So May 25th has come and gone. After a last-minute surge, you have stopped receiving those privacy notices (mostly), your junk email may have even gone down in volume – although the spam you really are fed up with is probably still there. So GDPR was a success, right? Now it’s back to business as usual…
I would argue that anyone who subscribes to this view is largely missing the point of what GDPR was actually set up to do. Let’s understand why it was created and what GDPR holds for us going forward.
What is GDPR actually all about?
Now we have had time to process all of the information which came at lightning speed from every source possible, we have all come to realise that GDPR was not intended to be a one off shake up of data protection policies and procedures – it is about keeping data safe. A good comparison is with the introduction of the Health and Safety in the workplace laws in the 1970s. Now, we all think about keeping our staff safe not just about being ‘health and safety’ compliant, in fact, we often won’t deal with organisations with a poor health and safety record.
Think about that in the context of personal data. Would your company retain its clients if they had concerns about how their data is looked after? Unlikely, after the recent high profile privacy scandals. So as the profile of data protection grows, the requirement on firms to demonstrate their credentials inevitably will too.
Is GDPR the next PPI?
There are a lot of scare stories about the size of fines possible under GDPR but for most SME firms trying to abide by the rules, this should not be a concern. Even under the previous data protection laws (where the limit on fines was much lower) the maximum fine was never levied. In fact, one of the biggest worries comes from the legal profession itself, more specifically the plethora of highly litigious compensation claims firms which have grown in number in recent years.
These organisations are currently busy pursuing PPI claims; but this source of revenue will soon end. GDPR states that any person who has suffered damage from a breach in the legislation should be entitled to compensation. The number of individuals who can be involved in a single data breach plus the ICOs policy of naming and shaming businesses to whom compliance notices are issued, looks like a match made in heaven for compensation claims firms.
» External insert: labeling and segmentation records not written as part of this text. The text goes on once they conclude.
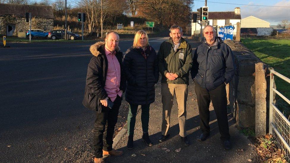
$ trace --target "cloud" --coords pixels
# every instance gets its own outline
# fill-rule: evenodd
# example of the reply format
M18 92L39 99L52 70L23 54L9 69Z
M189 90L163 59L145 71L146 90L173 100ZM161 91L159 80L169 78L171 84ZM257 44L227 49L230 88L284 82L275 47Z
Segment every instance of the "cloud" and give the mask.
M248 4L263 5L250 2ZM267 5L265 4L265 5ZM290 1L283 0L273 6L290 7ZM253 16L270 22L271 24L277 24L282 20L290 20L290 7L266 7L243 6L241 7L241 15L242 18L250 16ZM278 21L274 22L274 21Z

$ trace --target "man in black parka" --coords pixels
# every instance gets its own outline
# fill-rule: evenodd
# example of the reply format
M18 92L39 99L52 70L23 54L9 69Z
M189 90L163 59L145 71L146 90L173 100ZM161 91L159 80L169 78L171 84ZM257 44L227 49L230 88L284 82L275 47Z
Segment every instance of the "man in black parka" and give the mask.
M235 66L231 48L219 37L212 26L204 29L206 40L196 50L191 77L195 83L202 133L198 140L205 140L209 134L211 100L217 116L218 128L226 149L231 148L228 123L226 86L232 80Z
M118 47L117 33L108 32L105 41L90 48L93 56L88 67L83 102L86 107L96 111L93 130L95 163L105 162L103 155L118 156L123 154L112 148L122 94L126 87L126 79L122 73L123 53ZM114 103L111 108L108 106L109 101Z

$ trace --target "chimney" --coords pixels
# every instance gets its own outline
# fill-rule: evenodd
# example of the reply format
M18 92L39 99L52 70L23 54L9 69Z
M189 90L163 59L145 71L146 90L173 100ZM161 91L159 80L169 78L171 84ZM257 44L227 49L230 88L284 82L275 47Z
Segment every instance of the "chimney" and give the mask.
M236 7L235 8L235 14L240 14L241 9L239 7Z

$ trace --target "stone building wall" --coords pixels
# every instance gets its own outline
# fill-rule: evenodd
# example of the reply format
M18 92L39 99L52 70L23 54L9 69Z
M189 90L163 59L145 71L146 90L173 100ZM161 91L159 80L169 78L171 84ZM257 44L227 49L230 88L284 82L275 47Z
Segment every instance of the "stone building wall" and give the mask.
M255 64L262 62L239 41L226 40L231 49L237 69L227 86L230 108L239 128L255 128Z
M39 29L46 31L53 29L53 19L34 17L31 18L31 29ZM15 25L13 36L17 36L18 31L25 31L29 29L29 23L26 22L25 18L16 17L13 15L0 16L0 35L6 34L7 24Z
Is the risk of Cyber Extortion high?
Firms who hold large volumes of personal and sensitive data and rely on the market reputation to maintain and secure business, could be the target of ransomware attacks. Criminals could prey on the likelihood that these firms would prefer to pay a ransom for the return of their data, rather than risk the fine. Unfortunately that puts legal practices directly ‘in the firing line.’
How will it affect your marketing going forward?
A great deal of confusion remains around marketing activities under GDPR, which is mostly due to misinformation from individuals who do not fully understand the regulations. In fact, GDPR does not make any changes to the regulations governing electronic marketing, although the lawful basis on which you may be able to market to individuals have been updated.
The existing Privacy and Electronic Communications Regulations (PECR) continues to run alongside GDPR which, in brief, allows you to market to corporate subscribers without consent as long as they can opt out, but this does not apply to individual subscribers. Come 2019 and the introduction of the new EU ePrivacy Regulation, this may need further review.
The good news!
GDPR ultimately makes it easier for you to know who to trust and who to do business with. Companies who are proactive and confident in their compliancy are likely to shout about it within their marketing campaigns. It is a fantastic way to differentiate themselves from their competition and to earn the ongoing trust of prospective and future clients.
So, let’s forget about the term ‘GDPR’ and focus instead on ‘personal data security.’ As the general public’s awareness of personal data security continues to grow and becomes more of a normality in everyday life, businesses and individuals will now select who they trust to work with based not on reputation, but on how well they look after their clients’ data.